Kai Harada (JPN, 22):
leggero e dinamico come un ninja, Kai fa della versatilità il suo punto di forza. Riesce bene nella sua disciplina preferita, il boulder, ma quando si lega sono guai. Un pelo meno a suo agio nella speed, sappiamo che si sta allenando molto bene anche su quello...
Janja Garnbret (SLO, 21):
la favorita, la scalata fatta persona. Titoli su titoli su titoli. Poche sono state in grado di metterle i bastoni tra le ruote, nessuna nell’anno in cui ha vinto tutte le gare di coppa del mondo boulder. Il suo punto forte? Non cade praticamente mai.
Akiyo Noguchi (JPN, 32):
l’imperatrice giapponese. Una delle atlete più longeve, concluderà la sua carriera a Tokyo, in casa. Ha vinto tanto, ha segnato un’epoca, ha fatto di se stessa l’esempio da seguire. Con il suo addio alle gare finirà un’era: scommettiamo che saluterà col botto?
Shauna Coxsey (GBR, 28):
the Queen. Calma e letale, il segreto di Shauna è la sicurezza. Quando si chiude i velcri delle scarpette raramente sbaglia.
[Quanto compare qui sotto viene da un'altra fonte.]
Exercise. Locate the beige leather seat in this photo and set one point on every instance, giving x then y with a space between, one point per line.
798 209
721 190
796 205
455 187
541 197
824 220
Questo l’ha portata ad una serie infinita di successi nel boulder, prima di mettersi in gioco nella combinata. Anche lei lascerà le gare a Tokyo e, conoscendola, non andrà in Giappone tanto per partecipare...
Aleksandra Miroslaw (POL, 27): la donna da battere nella speed, farà sicuramente della sua disciplina il suo punto vincente, visto anche il brillante inizio stagione.